Wednesday, January 18, 2006

Here's a wierd one.

Vacuum sputtering. Basically, you put whatever you want coated in a vacuum chamber, and in that chamber is an electrode and target. An electron beam is fired at the target (this is no big deal, your TV does it all the time) and part of the target vaporizes and clouds in the chamber. The end result is that your item gets coated in a very very fine layer of whatever material the target is made of.

Now, this wouldn't hold any real advantages over electroplate or other processes for metal parts...

...but vacuum sputtering can coat *plastic*. Chrome glock, anyone?
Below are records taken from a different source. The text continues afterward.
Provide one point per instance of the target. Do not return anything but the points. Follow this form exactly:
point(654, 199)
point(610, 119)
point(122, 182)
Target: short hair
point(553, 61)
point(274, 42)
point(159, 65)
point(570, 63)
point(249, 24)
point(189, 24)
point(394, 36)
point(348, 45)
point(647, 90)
Platinum plated 1911s? a nice nickel Walther P99?


Blogger Marc said...

You can electroless nickel plate plastic in a tank, looks like chrome.

The fun starts when the plastic flexes and separates from the plating. Then the metal cracks and slices you like the little razor blades it's become.

You can have the same problem with too thick plating on weaker metals too.

BTW, isnt the process you described called vapor deposition?

7:24 PM  
Blogger Dr. StrangeGun said...

It is, it's also called metallization or thin film deposition.

The neat part about vacuum deposition is it happens slowly enough and in such a small scale that there's a really firm bond between the layer and it's base material, and it's barely thick enough to not be transparent.

This is the same process, after all, that they use to coat surfaces for electron microscope imaging.

11:48 PM  
Blogger Marc said...

Or to coat cutting tools. You can use this process to deposit compounds as well.

The problem with coating with a material much stronger than the base material is that it is very likely to delaminate, so to speak. Even with perfect adhesion the weak base material can fail, essentially break, at the junction leaving you with pieces of coating flaking off.